Every member of the Buhari administration who has spoken about the current recession has assured Nigerians that the recession will end “very soon”. Unfortunately, (typical of government in our climes) no one has defined the time frame meant by very soon – leaving the officials an escape route in the event that nothing happens for a year or more.
That also leaves Nigerians and the global investment community in a quandary regarding when a turnaround can be expected.
At the same time, there is vague talk about the strategies being put in place to hasten recovery. Like the time frame, nobody has spelt out the details of the strategies being adopted to rein in the devastations of the rampaging recession. This is surely not good enough. Strategies adopted in secret cannot induce the investments and commitments required from millions of people around the globe to make progress possible.
Right now, Nigerians are confronted with a Buhari Economic Management Team (EMT) whose leading members appear to be working at cross purposes. The Minister of Finance, Mrs Kemi Adeosun, who should be the arrow-head of the fiscal policy and the Governor of the Central Bank of Nigeria (CBN), Mr Godwin Emefiele, heading the monetary policy unit, are on different pages.

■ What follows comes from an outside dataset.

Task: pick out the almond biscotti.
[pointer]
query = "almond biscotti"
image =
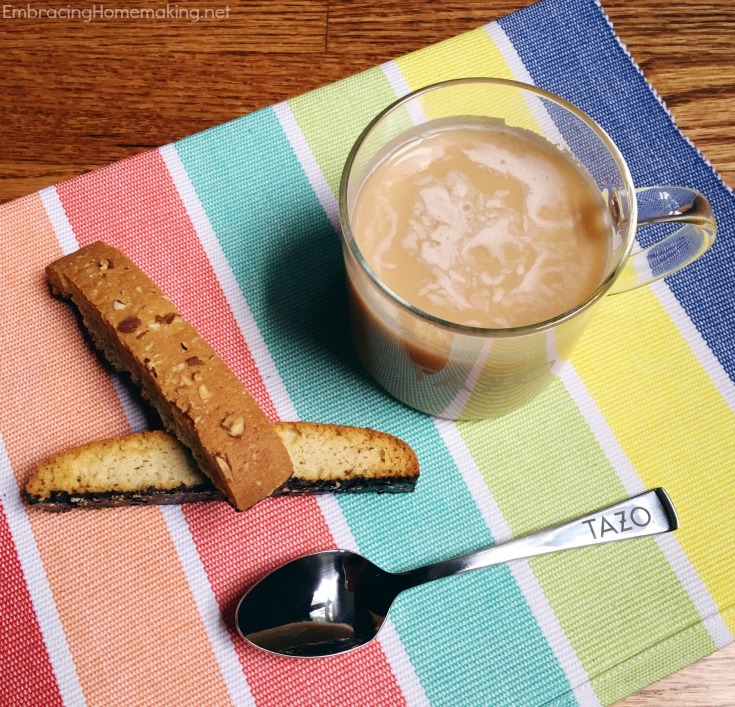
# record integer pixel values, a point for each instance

The Minister wants lower interest rates to promote investments; the CBN Governor insists on higher interest rates to help increase the inflow of Foreign Direct Investment (FDI) and dollars – which would halt the sliding exchange rate and eventually reverse it.
As things stand, Nigeria is not receiving the benefits of high interest rates because the inflow of foreign currency is not high enough to halt further devaluation of the Naira. At the same time, there is very little new investment going on.
Obviously, the only strategies that would work are those which can bring in some foreign currency at low interest rates to the economy. The recent loan of $1 billion from the African Development Bank (ADB) points to the likely direction the Federal Government will take in that regard. This means the nation will have to depend more on external borrowing in order to secure more foreign exchange and offer relief to our manufacturing and real sectors gasping for breath over the dearth of foreign exchange.
Granted, additional loans for a nation now spending a high proportion of its annual revenue in debt servicing would increase the risk of default and may not be sustainable in the long term.
But, external borrowing appears to be the only way to break the deadlock between the Minister and the Governor and get Nigeria moving again. Without it, we will be stuck in the mud of recession for a long time to come.
But great care must be taken not to plunge Nigeria into another debt trap. We must spend our borrowings on wealth-creating ventures, as that is the only way to jump start the economy.